24 Sep Are France and the UK Already Rolling Over for Bashir?
Last week, I defended deferring the ICC’s investigation of Bashir for a year in exchange for, inter alia, the Sudanese government turning Harun and Kushayb over to the ICC for prosecution. That would have been a strong demand on the part of France and the UK — one that, I argued, Bashir would be unlikely to accept.
Lest they be accused of actually showing some backbone, Britain and France now appear willing to let the Sudan prosecute Harun and Kushayb itself.
The French foreign ministry called Friday for Sudan to respect the decisions of the ICC concerning the pair, Sudanese humanitarian affairs minister Ahmed Haround and militia chief Ali Kosheib.
But five non-governmental organisations including Amnesty International wrote to French President Nicolas Sarkozy on Thursday saying they feared Paris was planning a compromise that would allow Khartoum to try them in Sudan.

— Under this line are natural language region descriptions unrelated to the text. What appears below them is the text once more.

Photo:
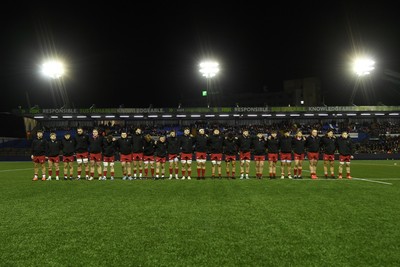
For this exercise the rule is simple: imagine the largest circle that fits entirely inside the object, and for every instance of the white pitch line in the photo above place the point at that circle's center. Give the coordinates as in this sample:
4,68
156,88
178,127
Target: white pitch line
12,170
372,181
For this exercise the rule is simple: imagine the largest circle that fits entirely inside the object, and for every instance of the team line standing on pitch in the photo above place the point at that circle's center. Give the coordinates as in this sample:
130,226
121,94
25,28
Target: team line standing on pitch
142,156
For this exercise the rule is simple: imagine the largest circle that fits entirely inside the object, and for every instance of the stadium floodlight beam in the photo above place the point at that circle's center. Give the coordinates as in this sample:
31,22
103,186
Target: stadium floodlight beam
362,66
53,69
209,69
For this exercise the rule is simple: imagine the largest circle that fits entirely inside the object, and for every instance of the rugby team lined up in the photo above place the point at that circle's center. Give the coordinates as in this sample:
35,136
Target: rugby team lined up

The NGOs warned the French president, who made tackling the Darfur conflict an election pledge, that any compromise on the war crimes probe would “deal a major blow to the credibility and dissuasive power of the international criminal justice system.”
The UK:
The deal, which will be discussed this week at the United Nations General Assembly, would involve Sudan promising to make significant progress with peace talks, supporting the deployment of UN peacekeepers in Darfur, and holding war crimes trials of its own for lesser figures. “We’re not getting involved in negotiations”, said one British official. “There has to be a very substantial change in Sudan’s cooperation.”
If these reports are accurate, the French and British position can charitably be described as a joke. The Special Criminal Court on the Events in Darfur, which the Sudanese government established in response to the Security Council referral, is not a legitimate alternative to the ICC. To mention only the SCCED’s most glaring problems, Sudanese criminal law does not embrace command responsibility; provides a wide variety of immunities for members of the military, police, and security forces; and permits defendants to claim the defense of superior orders when they were “bound or authorized to do it by law, or by a legal order issued from a competent authority,” or even if they simply believed that they were “bound our authorized to do so.” (For a complete analysis of the SCCED, see Human Rights Watch’s report here.)
ANNOYED ADDENDUM: Is it too much to ask for reporters who write about the ICC to have at least a basic understanding of how the Court works? Here is the title of the UK article mentioned above: “Britain to Back Immunity for Sudan President in Bid for Peace.” As I have explained ad nauseum on this blog, the Security Council cannot “immunize” anyone; it can simply defer an investigation or prosecution one year at a time. That’s a critical difference — one obviously lost on the reporter who wrote the article.
Shades of the Leipzig trials. History may repeat itself notwithstanding the ICC presence and superstructure. Justice delayed is justice denied.